DiVirgilio remembered fondly by players, fellow coaches
Fayette County athletics lost a coaching legend with the passing of former Frazier coach Henry DiVirgilio. He died on Sept. 3 in Delmont.
DiVirgilio held the Commodores basketball head coaching position until he retired from coaching in 1984. He took one season off in 1978-79. He served as interim Superintendent of Schools until a replacement could be found. He also served as assistant high school principal, junior high principal and junior/senior high school principal before retiring in 1985.
DiVirgilio also coached baseball and football, but it was basketball where he left his mark. He retired with 457 wins in a 30-year career that included coaching the Commodores to the WPIAL Class B title in 1969 — the only WPIAL basketball title in the school’s history.
“I was just a young coach when I first met Henry and I was impressed with the way he handled his teams,” former Geibel Catholic boys basketball coach Ken Misiak said. “As I got older, we got very competitive against each other and I probably respected him even more because we played the games on the floor and we respected each other as coaches and what we were trying to do and I always respected Henry for that.”

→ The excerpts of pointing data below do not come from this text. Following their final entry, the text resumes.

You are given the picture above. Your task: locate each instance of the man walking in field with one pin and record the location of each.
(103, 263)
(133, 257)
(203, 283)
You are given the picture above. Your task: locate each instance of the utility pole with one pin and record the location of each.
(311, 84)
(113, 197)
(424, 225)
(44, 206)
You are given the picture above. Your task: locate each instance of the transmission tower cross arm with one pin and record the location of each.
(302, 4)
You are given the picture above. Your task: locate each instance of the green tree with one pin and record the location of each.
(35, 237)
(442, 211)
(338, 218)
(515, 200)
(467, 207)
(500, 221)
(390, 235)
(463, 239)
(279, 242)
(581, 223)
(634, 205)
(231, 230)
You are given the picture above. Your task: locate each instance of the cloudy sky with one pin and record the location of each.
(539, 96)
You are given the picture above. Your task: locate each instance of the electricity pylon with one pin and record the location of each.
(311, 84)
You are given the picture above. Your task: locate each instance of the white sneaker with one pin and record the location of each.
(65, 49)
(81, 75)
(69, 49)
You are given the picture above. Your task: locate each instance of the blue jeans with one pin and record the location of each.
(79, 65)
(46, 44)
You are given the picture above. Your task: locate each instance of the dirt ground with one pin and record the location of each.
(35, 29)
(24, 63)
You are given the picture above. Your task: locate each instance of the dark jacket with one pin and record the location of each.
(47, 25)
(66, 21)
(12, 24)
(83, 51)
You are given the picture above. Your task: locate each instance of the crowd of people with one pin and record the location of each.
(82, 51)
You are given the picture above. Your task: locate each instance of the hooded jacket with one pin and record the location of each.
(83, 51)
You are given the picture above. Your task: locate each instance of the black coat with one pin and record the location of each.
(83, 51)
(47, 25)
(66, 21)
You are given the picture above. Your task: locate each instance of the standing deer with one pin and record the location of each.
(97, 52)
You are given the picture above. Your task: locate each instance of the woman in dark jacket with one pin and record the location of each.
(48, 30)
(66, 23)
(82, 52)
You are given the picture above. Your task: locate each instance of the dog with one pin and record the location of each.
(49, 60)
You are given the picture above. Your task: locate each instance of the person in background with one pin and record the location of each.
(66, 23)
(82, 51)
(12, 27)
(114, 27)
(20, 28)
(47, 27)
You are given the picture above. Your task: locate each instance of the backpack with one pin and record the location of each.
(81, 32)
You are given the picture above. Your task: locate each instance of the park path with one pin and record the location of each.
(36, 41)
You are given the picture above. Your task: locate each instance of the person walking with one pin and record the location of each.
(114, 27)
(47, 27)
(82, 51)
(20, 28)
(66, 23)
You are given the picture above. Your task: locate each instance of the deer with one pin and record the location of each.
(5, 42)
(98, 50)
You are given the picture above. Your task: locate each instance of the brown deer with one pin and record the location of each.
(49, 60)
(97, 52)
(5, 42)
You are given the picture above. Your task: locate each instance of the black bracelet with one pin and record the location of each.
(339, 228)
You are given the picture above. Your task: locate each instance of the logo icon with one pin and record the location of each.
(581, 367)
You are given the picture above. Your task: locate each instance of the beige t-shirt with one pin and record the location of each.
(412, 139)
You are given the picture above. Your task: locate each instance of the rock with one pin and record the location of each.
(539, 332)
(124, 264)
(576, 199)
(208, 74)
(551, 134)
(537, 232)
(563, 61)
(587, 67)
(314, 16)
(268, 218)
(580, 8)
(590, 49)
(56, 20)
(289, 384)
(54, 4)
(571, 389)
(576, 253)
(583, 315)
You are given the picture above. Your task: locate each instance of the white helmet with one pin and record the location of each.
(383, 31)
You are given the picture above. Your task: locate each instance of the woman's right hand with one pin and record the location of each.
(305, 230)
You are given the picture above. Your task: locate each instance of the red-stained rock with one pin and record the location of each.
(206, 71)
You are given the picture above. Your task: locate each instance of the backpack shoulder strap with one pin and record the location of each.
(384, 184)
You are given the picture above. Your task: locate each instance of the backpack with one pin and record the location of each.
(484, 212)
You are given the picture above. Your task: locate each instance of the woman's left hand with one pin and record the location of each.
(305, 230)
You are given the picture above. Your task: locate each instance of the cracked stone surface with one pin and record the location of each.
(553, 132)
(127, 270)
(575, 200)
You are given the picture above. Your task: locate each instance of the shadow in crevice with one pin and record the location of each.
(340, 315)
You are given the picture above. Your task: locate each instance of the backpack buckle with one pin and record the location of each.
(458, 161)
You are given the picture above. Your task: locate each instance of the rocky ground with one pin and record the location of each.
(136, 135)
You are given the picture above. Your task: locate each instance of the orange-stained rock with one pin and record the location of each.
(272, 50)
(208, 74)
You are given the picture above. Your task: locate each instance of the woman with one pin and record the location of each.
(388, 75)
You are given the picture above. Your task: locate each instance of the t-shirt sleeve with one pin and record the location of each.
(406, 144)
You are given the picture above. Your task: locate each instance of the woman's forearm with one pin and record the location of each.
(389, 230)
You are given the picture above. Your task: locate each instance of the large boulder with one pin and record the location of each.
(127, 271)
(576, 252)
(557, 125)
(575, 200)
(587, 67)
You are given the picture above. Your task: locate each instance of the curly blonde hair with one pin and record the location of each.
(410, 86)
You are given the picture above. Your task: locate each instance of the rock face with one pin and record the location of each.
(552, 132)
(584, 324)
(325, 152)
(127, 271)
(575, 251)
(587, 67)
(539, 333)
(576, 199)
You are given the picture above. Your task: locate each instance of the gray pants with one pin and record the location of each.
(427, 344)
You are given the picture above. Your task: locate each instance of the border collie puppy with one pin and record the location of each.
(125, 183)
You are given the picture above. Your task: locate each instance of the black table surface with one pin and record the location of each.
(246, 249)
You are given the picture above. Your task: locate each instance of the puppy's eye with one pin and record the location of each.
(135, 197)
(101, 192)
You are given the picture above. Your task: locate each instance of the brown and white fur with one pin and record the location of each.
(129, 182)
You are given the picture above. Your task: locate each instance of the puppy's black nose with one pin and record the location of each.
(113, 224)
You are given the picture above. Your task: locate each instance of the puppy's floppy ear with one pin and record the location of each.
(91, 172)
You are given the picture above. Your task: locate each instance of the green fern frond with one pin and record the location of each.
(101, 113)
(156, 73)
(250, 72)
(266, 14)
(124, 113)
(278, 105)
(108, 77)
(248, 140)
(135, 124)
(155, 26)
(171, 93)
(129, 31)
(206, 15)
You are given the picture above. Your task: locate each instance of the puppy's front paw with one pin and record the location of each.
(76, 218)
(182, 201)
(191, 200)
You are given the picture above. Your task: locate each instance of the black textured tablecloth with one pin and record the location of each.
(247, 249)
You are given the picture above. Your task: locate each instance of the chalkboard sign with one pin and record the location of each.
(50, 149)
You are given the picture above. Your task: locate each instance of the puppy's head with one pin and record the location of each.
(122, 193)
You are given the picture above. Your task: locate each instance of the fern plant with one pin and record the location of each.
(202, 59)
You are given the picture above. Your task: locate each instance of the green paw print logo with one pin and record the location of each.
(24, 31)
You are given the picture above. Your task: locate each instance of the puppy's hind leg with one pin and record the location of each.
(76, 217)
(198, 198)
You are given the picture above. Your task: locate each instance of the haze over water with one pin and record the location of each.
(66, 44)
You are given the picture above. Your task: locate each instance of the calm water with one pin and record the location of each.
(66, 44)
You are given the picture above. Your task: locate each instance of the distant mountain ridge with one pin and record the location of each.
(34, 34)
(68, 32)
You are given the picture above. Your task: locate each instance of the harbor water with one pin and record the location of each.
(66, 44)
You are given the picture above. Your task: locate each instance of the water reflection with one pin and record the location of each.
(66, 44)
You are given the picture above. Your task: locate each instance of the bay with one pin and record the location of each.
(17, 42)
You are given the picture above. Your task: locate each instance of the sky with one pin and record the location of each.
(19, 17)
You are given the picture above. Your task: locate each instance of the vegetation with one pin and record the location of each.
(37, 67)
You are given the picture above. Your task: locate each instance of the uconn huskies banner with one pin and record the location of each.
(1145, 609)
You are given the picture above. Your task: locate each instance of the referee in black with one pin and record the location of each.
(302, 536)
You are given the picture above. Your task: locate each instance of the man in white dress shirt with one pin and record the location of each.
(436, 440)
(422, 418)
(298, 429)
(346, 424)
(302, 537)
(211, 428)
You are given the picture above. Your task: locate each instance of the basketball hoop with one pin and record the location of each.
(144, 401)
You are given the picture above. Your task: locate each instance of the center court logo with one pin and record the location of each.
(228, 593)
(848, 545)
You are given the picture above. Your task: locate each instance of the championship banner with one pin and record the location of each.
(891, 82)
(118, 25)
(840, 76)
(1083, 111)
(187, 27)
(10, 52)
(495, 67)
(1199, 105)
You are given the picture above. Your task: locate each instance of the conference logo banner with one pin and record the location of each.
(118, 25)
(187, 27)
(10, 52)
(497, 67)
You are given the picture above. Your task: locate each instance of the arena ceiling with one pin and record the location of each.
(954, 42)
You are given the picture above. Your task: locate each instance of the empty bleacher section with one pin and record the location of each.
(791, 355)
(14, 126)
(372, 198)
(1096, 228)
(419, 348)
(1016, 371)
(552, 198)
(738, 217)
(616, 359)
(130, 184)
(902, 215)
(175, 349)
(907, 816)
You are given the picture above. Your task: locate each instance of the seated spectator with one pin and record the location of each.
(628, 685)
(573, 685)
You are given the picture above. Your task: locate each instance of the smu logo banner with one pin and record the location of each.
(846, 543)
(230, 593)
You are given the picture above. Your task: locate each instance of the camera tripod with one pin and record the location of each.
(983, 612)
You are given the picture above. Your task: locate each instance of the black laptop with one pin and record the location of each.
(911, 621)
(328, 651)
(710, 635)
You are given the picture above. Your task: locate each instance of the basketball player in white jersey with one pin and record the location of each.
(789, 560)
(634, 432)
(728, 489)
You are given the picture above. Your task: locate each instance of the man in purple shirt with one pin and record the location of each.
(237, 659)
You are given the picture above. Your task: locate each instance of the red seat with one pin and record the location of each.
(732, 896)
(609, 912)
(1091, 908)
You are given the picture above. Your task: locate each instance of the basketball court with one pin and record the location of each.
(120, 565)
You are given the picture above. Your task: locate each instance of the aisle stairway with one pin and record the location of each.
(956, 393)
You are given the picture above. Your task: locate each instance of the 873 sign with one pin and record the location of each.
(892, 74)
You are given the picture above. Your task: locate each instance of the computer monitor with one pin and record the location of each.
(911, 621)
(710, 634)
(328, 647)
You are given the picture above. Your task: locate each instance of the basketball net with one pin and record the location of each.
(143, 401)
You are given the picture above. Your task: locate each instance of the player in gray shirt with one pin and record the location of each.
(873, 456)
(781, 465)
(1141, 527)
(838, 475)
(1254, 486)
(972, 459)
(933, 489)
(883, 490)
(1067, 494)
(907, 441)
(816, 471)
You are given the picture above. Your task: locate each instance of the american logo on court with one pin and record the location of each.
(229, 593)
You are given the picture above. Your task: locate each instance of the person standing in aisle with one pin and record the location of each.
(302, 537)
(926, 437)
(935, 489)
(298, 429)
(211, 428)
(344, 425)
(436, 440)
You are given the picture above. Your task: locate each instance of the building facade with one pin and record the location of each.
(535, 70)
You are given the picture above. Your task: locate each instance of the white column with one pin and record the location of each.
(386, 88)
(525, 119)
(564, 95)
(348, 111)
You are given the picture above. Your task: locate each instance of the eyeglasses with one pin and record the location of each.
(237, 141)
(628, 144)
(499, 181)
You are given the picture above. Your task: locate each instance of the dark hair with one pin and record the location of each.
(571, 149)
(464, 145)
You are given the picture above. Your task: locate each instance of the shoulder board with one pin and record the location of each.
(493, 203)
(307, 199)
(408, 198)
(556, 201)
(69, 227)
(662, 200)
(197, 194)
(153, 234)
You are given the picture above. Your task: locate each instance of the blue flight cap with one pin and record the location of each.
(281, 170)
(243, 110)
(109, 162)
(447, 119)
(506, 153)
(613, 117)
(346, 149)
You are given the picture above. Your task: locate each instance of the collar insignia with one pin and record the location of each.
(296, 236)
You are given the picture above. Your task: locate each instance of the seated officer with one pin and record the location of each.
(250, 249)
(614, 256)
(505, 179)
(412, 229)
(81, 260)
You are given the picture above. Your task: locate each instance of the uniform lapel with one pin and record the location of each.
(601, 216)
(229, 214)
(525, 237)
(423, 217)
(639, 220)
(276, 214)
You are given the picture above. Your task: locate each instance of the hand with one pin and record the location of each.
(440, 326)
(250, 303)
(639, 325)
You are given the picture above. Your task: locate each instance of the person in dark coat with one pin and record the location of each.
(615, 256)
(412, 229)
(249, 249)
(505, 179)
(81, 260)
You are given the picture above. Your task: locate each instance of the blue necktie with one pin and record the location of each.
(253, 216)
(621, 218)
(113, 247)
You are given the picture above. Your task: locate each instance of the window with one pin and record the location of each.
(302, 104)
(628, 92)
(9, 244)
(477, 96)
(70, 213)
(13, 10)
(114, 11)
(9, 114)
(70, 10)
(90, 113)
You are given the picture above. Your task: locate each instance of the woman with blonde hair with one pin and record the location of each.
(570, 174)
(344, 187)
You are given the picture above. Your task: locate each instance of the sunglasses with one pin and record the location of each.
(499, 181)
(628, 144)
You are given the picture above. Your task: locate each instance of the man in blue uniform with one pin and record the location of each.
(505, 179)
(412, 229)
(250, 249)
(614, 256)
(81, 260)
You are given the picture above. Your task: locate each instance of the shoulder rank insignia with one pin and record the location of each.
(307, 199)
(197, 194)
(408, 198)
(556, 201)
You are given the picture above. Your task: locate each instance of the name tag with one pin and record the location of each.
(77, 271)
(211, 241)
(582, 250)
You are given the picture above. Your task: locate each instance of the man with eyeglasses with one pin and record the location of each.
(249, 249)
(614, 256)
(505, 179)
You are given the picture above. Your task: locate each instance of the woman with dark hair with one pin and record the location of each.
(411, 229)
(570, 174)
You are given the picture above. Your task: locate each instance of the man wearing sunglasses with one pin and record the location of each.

Former Mapletown coach Buddy Quertinmont also tangled with some of DiVirgilio’s Frazier squads.
“He beat me my first year at the Pitt Fieldhouse in the first round of the WPIAL playoffs,” Quertinmont recalled. “Henry was very involved in the game and he was into the game. I played against him as well when I was at Point Marion. He was a very good disciplinarian, he was well thought of.”
DiVirgilio’s coaching record included one WPIAL Title, a PIAA runner-up and a WPIAL runner-up. He won 11 section titles.
“The man who did a lot because I used to go to all of his coaching clinics was Ed McCluskey from Farrell,” DiVirgilio said in a previous Memory Lane column. “He was a real influence for me. He was great. I enjoyed him so much.”
Those who played for DiVirgilio remembered him fondly.
“Coach DiVirgilio was responsible for everything that happened to me,” Steve Stolarik said. “Not only did he get me to come out and play, but he mentioned to me a couple of times toward the end of my senior year that there were college scouts in the gym. One I remember in particular was a scout from Cornell coming and I had no ambitions or ideas of going on to college. We couldn’t afford that.
“I hadn’t taken the SAT test because I hadn’t planned on going to college. Henry drove me down to Pittsburgh where they were giving the test. He told me to take the test and said I would do fine. He said ‘You are going to go to college somewhere.’ Waynesburg was interested and he had connections with Buzz Ridl at Westminster and we took a drive up for a visit and I went up and felt much more comfortable at Westminster and it was a much better setting for me.”
“He was like a grandfather figure,” former guard Joe Lafko, currently the head coach at Hampton, said. “He was in his early sixties at that time and 1984 was his last year as coach. One thing that stood out to me about Coach DiVirgilio is that he never really got excited and never raised his tone with us. He was critical at times and there were times when we needed to be reprimanded, but he was always very calm and he was in control.”
DiVirgilio orchestrated Frazier’s march to a WPIAL title in 1969.
“He had the intestinal fortitude to use as many as four black kids at a time and that didn’t go over too well back then. It just wasn’t popular in the town,” former player Wes Ramsey said. “Plus, he instituted the man-to-man defense and we would have never gotten out of the section if we played zone defense back then. We didn’t start anybody over six feet and he took the same defense that Eddie McCluskey used at Farrell and brought it to Frazier. His training regimen really had us in shape. He made us do things in practice that, in the games, when other teams were dragging in the fourth quarter we were still going at it. He was one heck of a coach. He was an innovator.”
DiVirgilio was buried Saturday and his own words looking back at his storied career serve as a fitting epitaph.
“When kids say that I had a positive influence in their life that makes me feel good,” DiVirgilio stated. “That was worth a lot to me. I wouldn’t change anything. I made the right choice.”